I have a number of titles for this post swirling around in my head, but since I can’t zero in on one, I thought I’d start writing and see where the words took me. It’s Monday, the day after what we consider to be the Christian Sabbath, and I find myself still processing what was said yesterday and regaining the energy I expended from being around so many people. It’s almost like the Sabbath is happening for me today instead of yesterday. At least, that’s when calmness and quiet invade my soul, and I feel like I’m truly able to rest which is what the word sabbath actually means.
Why is that though? Why do I feel like I truly don’t rest on Sundays when that is the day we’re supposed to rest? By the way, before I start, let me say I’m in utter admiration of all the people who work in our churches on Sundays. Those who preach sermons, those who take care of our children, even all who volunteer to make our times of worshipping our Lord and Savior the best they can be. I hope and pray that these people find times of rest and relaxation through what they do on Sundays or at other times during the week.
But this post is about why I, at times, feel like the Sabbath Day is not a day of rest for me. First, it’s the whole matter of getting up, going to church, and seeing other people.
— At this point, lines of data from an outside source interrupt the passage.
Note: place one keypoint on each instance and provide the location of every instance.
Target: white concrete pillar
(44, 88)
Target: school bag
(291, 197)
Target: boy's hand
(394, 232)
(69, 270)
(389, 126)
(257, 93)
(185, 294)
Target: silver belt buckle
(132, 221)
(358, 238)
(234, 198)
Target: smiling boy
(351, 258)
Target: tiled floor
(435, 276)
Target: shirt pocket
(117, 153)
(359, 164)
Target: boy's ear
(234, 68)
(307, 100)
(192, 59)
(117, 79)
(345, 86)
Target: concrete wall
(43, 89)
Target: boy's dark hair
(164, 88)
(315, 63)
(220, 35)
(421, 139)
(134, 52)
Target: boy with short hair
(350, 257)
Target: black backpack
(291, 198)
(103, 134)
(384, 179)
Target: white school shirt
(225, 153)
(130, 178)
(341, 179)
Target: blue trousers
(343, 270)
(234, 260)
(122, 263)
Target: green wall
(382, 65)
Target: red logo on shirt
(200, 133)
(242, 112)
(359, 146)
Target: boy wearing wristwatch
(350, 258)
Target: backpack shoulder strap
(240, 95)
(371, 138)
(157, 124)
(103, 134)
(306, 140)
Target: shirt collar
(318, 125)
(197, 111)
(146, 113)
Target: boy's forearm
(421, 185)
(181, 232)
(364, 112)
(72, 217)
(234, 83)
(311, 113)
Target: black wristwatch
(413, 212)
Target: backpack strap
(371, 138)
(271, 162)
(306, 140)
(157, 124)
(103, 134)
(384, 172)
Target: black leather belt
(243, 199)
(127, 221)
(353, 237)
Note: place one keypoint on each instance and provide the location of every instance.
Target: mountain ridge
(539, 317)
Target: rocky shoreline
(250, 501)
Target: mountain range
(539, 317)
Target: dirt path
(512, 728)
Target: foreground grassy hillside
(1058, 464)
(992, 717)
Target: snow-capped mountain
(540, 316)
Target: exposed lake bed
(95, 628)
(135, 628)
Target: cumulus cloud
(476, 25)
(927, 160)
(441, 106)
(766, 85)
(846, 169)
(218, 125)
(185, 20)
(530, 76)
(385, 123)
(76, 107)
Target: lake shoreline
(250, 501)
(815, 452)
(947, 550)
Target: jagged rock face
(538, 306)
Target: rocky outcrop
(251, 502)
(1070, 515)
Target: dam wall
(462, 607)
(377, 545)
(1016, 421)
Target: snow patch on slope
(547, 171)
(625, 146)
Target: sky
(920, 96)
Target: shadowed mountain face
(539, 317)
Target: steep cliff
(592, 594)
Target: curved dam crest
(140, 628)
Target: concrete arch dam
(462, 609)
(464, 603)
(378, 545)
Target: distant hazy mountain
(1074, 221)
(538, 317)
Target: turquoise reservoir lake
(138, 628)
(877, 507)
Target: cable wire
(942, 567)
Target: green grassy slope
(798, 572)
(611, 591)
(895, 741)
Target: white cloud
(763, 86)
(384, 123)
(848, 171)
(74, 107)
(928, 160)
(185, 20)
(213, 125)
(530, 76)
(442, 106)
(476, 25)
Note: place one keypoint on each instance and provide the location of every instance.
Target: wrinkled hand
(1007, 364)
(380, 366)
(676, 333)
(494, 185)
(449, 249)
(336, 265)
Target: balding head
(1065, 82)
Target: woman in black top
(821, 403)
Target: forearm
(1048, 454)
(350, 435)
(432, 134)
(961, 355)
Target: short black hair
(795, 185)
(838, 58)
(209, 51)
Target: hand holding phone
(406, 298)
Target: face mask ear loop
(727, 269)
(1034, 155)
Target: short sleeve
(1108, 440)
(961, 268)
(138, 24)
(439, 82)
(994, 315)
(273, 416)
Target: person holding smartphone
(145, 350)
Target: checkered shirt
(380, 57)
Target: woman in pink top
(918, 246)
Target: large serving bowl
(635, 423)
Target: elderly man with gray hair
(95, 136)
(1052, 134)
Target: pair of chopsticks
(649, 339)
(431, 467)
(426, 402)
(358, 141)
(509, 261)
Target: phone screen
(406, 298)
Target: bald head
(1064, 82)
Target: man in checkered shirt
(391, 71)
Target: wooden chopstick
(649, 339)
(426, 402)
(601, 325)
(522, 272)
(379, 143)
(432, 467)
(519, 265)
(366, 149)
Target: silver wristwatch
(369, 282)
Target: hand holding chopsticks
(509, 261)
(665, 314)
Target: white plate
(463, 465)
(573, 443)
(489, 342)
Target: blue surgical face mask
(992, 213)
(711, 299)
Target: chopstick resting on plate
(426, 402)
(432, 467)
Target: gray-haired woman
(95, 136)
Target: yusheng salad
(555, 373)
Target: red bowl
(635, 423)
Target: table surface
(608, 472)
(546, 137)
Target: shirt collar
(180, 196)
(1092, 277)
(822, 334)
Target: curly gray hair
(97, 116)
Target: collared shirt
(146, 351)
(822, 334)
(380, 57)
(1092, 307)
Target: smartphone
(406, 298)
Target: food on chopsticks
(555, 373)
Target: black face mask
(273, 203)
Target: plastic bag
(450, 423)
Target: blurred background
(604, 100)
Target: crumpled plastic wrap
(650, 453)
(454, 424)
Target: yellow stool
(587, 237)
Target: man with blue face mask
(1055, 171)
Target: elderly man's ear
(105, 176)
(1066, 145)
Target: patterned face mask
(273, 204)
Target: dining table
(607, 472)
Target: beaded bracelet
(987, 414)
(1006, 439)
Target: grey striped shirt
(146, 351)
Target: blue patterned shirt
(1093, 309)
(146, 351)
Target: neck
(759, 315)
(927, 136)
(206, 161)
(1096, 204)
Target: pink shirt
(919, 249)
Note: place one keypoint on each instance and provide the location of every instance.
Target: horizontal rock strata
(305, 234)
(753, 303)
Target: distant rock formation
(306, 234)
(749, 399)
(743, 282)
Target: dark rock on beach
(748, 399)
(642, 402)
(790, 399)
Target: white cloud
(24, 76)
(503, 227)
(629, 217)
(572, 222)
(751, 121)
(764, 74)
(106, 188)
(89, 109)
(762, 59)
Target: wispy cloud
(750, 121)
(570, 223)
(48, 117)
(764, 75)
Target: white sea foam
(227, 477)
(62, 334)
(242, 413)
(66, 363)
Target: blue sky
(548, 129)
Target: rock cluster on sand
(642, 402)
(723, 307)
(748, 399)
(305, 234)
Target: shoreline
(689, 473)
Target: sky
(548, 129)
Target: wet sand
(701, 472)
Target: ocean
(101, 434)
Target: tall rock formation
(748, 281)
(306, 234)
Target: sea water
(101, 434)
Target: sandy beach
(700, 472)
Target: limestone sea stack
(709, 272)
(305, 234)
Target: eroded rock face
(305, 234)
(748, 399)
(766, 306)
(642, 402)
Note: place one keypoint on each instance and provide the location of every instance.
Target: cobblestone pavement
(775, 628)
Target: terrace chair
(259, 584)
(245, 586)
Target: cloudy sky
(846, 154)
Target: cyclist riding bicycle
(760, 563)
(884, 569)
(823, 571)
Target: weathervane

It takes a lot of energy for me to “perform” and “pretend”. We’re not ourselves when we’re at church much as we might want to be. Think about it and be honest. Do you tuck away your burdens and your heartaches when you go to church? Most of us do because of fears of judgment and rejection. Even when there is a time for taking prayer requests, people will usually only mention people who are sick or in the hospital about to have surgery. It can be exhausting to navigate through all of it.
So, that’s one reason I feel like Sunday is not a day of Sabbath rest for me. Another is the length of time it takes for me to process what was said–during Sunday School and during worship time. Every speaker usually has something worthwhile to say, but I need to listen carefully and internalize it before it becomes a part of me which can take awhile. Even, this afternoon, more than twenty-four hours later, I’m still processing what Jesus said in Luke 11:13 about how our Father wants to give us even more than we give our own children–an apt illustration of how God is our Father.
Finally, Sunday has the potential of not being a true Sabbath for me because of my confusion over my faith and the conversations I have with Jesus in my head and what “living in community” really means. It’s a challenge. Everyone is more comfortable in their own friend group and is not willing to reach out to the people who are different. I try, and then I watch, and it seems like nothing has changed. The church looks just like the world, and it’s discouraging. And, when I’m discouraged, I get tired. It’s a vicious cycle.
I don’t have any solutions to this yet. I’m sure I’ll be working through it until the day I die. But, I do feel more rested today, and I have more of an understanding. Maybe I can use the Sabbath rest I get today to try again next Sunday. Thanks for listening to my thoughts and meanderings. Feel free to share yours in the comments.
God bless you all!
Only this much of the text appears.